L’avènement des voitures électriques est une aubaine pour le climat, beaucoup moins pour les finances publiques. Les taxes liées au pétrole chutent. Pour compenser, le Royaume-Uni va taxer les kilomètres parcourus par les voitures électriques.
Les voitures électriques taxées pour chaque kilomètre parcouru
Le Royaume-Uni vient d’annoncer une réforme majeure de la fiscalité automobile : à compter d’avril 2028, chaque conducteur de voiture électrique devra s’acquitter d’une taxe proportionnelle à la distance parcourue. Selon le Trésor britannique, cette mesure est indispensable pour maintenir les ressources publiques, alors que les ventes de véhicules zéro émission explosent. En effet, le pays risque de perdre plusieurs milliards de livres en taxes sur les carburants, qui constituent aujourd’hui l’un des piliers du financement de ses infrastructures routières.
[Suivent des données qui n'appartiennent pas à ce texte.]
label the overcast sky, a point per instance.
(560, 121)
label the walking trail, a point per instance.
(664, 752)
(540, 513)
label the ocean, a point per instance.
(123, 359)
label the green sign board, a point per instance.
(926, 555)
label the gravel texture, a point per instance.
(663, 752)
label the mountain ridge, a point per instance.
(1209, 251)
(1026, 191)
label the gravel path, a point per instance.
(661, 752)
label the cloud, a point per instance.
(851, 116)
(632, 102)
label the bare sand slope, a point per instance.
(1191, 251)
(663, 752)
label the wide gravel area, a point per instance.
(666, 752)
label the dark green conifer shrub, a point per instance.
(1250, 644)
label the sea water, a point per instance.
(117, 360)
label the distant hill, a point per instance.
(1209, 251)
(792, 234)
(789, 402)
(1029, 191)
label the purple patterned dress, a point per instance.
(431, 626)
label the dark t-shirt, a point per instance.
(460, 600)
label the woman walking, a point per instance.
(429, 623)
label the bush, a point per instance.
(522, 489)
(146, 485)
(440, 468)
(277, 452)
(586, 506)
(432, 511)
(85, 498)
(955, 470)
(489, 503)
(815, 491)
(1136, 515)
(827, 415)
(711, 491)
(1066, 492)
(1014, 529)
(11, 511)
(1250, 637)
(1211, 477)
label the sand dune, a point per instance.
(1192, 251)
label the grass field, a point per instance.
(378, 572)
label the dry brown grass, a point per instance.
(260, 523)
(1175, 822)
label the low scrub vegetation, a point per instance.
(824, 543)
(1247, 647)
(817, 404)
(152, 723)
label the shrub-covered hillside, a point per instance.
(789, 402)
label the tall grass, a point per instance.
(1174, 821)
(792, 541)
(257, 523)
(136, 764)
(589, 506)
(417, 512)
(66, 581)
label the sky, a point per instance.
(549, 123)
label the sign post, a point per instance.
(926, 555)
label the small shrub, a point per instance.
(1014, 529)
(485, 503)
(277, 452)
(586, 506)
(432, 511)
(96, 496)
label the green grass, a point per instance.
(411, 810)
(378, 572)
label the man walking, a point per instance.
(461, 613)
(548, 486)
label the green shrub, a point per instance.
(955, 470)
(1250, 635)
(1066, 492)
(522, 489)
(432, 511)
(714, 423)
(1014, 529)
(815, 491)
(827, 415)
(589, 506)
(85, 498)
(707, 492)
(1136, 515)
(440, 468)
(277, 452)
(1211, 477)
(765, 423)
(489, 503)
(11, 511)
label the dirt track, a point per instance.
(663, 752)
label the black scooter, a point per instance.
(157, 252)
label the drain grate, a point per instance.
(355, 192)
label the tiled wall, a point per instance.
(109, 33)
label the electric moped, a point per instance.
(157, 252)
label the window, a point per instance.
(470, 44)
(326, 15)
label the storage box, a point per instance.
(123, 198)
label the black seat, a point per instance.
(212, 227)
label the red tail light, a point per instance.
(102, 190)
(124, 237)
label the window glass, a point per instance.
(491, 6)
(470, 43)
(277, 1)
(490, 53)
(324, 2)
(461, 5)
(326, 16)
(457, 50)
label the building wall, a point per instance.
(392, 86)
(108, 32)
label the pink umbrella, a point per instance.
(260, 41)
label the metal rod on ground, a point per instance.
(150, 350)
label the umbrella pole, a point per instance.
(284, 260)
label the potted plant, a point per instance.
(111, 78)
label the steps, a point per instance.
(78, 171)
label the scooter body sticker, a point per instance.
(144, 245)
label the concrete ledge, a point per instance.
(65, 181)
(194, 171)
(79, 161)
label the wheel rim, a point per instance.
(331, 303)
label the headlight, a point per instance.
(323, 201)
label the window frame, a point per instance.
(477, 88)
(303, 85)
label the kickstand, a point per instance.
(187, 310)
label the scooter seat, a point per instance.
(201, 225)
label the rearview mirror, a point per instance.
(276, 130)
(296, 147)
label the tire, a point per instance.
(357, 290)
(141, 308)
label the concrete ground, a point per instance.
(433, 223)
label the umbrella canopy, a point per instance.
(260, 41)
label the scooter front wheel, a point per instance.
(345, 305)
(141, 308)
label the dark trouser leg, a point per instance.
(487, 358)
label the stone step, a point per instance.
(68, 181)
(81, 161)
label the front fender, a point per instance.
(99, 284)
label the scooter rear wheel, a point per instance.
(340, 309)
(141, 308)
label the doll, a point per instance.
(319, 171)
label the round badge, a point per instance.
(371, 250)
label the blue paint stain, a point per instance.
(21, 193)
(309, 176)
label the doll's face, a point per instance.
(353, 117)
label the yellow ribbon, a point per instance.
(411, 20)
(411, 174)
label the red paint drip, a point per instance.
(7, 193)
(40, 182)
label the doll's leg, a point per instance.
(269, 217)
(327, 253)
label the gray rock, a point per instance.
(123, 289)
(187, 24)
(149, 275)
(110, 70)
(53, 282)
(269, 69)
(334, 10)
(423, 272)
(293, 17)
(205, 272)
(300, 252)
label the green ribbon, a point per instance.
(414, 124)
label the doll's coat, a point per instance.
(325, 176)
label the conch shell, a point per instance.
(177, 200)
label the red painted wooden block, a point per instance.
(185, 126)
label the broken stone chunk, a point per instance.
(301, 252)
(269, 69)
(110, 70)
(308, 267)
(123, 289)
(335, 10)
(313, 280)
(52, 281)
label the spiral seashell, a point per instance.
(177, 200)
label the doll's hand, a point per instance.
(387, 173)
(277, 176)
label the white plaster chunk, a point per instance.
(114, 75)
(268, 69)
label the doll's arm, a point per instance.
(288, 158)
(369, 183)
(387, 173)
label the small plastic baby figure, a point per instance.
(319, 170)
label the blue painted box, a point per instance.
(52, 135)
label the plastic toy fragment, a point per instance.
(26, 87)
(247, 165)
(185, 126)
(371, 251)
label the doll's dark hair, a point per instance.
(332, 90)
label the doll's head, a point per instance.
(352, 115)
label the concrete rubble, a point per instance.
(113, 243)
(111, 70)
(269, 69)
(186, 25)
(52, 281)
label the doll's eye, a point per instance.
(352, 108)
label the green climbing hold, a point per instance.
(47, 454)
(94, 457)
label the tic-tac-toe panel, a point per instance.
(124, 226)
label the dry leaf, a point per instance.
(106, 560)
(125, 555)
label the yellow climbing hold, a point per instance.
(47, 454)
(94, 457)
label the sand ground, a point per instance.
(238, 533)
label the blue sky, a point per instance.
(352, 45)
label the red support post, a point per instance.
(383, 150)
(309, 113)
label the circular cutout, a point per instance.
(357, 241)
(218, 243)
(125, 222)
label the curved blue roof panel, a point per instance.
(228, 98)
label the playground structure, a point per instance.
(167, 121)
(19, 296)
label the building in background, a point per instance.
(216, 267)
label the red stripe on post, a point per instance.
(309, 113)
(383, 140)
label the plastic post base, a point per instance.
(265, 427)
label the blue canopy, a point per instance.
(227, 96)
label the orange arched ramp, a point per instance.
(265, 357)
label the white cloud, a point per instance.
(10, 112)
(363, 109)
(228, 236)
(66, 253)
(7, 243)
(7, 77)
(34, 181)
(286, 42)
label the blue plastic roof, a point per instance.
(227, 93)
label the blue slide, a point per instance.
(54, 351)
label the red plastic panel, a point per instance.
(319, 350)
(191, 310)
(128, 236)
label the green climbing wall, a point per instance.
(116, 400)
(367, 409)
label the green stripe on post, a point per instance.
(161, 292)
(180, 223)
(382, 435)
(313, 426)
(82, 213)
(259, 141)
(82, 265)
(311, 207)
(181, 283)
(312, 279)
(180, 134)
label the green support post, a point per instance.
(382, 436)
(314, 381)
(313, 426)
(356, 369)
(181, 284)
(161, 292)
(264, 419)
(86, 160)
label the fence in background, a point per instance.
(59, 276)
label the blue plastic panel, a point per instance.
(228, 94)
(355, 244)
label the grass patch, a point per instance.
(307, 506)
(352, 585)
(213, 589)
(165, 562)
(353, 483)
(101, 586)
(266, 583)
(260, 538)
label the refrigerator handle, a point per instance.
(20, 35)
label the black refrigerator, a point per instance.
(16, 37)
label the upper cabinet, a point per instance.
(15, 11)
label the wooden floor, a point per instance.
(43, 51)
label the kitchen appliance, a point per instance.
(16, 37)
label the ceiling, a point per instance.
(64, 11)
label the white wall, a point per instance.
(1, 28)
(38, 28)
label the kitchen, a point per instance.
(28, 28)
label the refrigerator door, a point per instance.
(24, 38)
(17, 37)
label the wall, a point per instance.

Cette nouvelle taxe sur les voitures électriques prendra la forme d’un impôt kilométrique, calculé sur la base des trajets réellement effectués. Le gouvernement britannique souhaite ainsi remplacer progressivement les taxes traditionnelles sur l’essence et le diesel, dont les revenus diminuent avec la transition énergétique. Actuellement, ces prélèvements rapportent environ 25 milliards de livres par an, un chiffre qui pourrait s’effondrer dans les prochaines années.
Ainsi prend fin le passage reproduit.